L'espressione "Figlia di Sion" ricorre frequentemente nell'Antico Testamento, in particolare nei libri profetici, assumendo un significato profondo e articolato che evolve dalla personificazione di una città alla rappresentazione di un popolo fedele, fino a trovare una risonanza particolare nel Nuovo Testamento, nella figura di Maria di Nazaret.
Sion: Dalla Rocca Gebusea alla Dimora di Dio
In origine, Sion era la rocca della Gerusalemme gebusea, situata sul lato orientale della città, a strapiombo sulle valli del Cedron e del Tyropeon. Fu espugnata da Davide, che vi fece costruire la sua reggia, e da allora Gerusalemme-Sion venne chiamata "Città di Davide". Dopo che Davide vi trasportò l'Arca dell'Alleanza, Sion divenne nota anche come "dimora di Yawéh". Morto Davide, Salomone edificò il complesso del Tempio e della reggia, trasferendovi l'Arca. Da quel momento, il nome Sion designò principalmente il monte del Tempio. Successivamente, Sion passò a indicare non solo l'intera Gerusalemme ma tutto Israele.

I libri profetici designano spesso una città con il suo nome proprio, preceduto da "figlia di...". Questa personificazione al femminile indica sovente la regione stessa, i suoi abitanti, o tutte e tre le cose insieme. Così, la città di Gerusalemme o i suoi abitanti vennero personificati con l'espressione "Figlia di Sion". Essendo Sion-Gerusalemme il centro della Terra Santa, dove Yawéh abita in mezzo al suo popolo, l'espressione finì per indicare l'intero popolo e la terra stessa di Israele.
Nei testi profetici, la Figlia di Sion è descritta come santa, sposa, vergine, madre e dimora di Dio. I tratti dominanti di questa figura sono quelli di Sposa e dimora di Dio. A Sion il popolo si recava in pellegrinaggio per incontrare il Signore trascendente che abita nel suo Tempio santo. È il "suo monte santo, altura stupenda, è la gioia di tutta la terra.
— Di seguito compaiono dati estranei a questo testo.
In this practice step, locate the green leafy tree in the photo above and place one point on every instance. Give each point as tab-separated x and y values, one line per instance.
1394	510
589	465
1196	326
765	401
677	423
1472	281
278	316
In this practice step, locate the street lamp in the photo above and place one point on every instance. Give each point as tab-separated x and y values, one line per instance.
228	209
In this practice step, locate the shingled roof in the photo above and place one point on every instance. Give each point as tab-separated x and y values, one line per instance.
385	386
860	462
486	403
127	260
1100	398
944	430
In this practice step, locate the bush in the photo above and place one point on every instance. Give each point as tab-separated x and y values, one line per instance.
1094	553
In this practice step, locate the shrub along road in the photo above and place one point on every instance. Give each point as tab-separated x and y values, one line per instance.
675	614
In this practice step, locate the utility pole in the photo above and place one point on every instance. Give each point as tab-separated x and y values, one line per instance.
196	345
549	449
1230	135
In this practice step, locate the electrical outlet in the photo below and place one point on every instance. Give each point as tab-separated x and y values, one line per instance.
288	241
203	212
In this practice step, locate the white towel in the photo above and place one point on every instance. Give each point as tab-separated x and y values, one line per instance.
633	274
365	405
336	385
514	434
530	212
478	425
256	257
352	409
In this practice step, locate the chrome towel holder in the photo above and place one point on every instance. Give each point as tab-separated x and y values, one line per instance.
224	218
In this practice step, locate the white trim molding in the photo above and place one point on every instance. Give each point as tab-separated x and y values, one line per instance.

Il monte Sion, dimora divina, è la città del grande Sovrano" (Sal 48,3). Per questo Sion era un rifugio sicuro e incrollabile.
La Figlia di Sion nelle Profezie dell'Antico Testamento
In Isaia: Il Resto Fedele e la Luce che Rifulge
Per il profeta Isaia, "figlia" si riferisce al resto del popolo che è potuto rimanere a Gerusalemme durante l'esilio ed è rimasto fedele. Sion è la rocca intorno alla quale Davide aveva costruito la sua sede e da lì aveva sviluppato la città di Gerusalemme. L'espressione "Figlia di Sion" per Isaia è un'espressione femminile del vero Israele, che cerca di descrivere la realtà di un popolo che è un resto, una minoranza. Questo popolo è caratterizzato dalla povertà e dalla giustizia.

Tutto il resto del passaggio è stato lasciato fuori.